Values between 1 and 191 decimal inclusive are available for assignment by IANA for such protocols. The 63 values between 192 and 254 inclusive will not be assigned to a specific protocol and are available for experimental use under bilateral agreement. Value 0 indicates, for a particular key, that it is not valid for any particular additional protocol beyond those indicated in the flag field. And value 255 indicates that the key is valid for all assigned protocols (those in the 1 to 191 range).

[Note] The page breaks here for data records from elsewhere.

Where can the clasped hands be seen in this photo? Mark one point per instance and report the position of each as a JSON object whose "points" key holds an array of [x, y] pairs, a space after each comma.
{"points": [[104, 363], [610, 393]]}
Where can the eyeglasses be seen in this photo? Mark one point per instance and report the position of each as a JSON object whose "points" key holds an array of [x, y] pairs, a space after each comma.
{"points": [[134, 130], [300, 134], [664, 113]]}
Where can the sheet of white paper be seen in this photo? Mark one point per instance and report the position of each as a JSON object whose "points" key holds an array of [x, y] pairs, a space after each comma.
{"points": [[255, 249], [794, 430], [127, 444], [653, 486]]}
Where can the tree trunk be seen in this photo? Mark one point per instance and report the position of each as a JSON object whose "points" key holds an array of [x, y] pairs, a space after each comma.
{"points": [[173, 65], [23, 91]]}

It is intended that new uses of DNS stored keys would initially be implemented, and operational experience gained, using the experimental range of the protocol octet. If demand for widespread deployment for the indefinite future warrants, a value in the assigned range would then be designated for the protocol. Finally, (1) should the protocol become so widespread in conjunction with other protocols and with which it shares key values that duplicate RRs are a serious burden and (2) should the protocol provide substantial facilities not available in any protocol for which a flags field bit has been allocated, then one of the remaining flag field bits may be allocated to the protocol. When such a bit has been allocated, a key can be simultaneously indicated as valid for that protocol and the entity or host can be simultaneously flagged as implementing the secure version of that protocol, along with other protocols for which flag field bits have been assigned.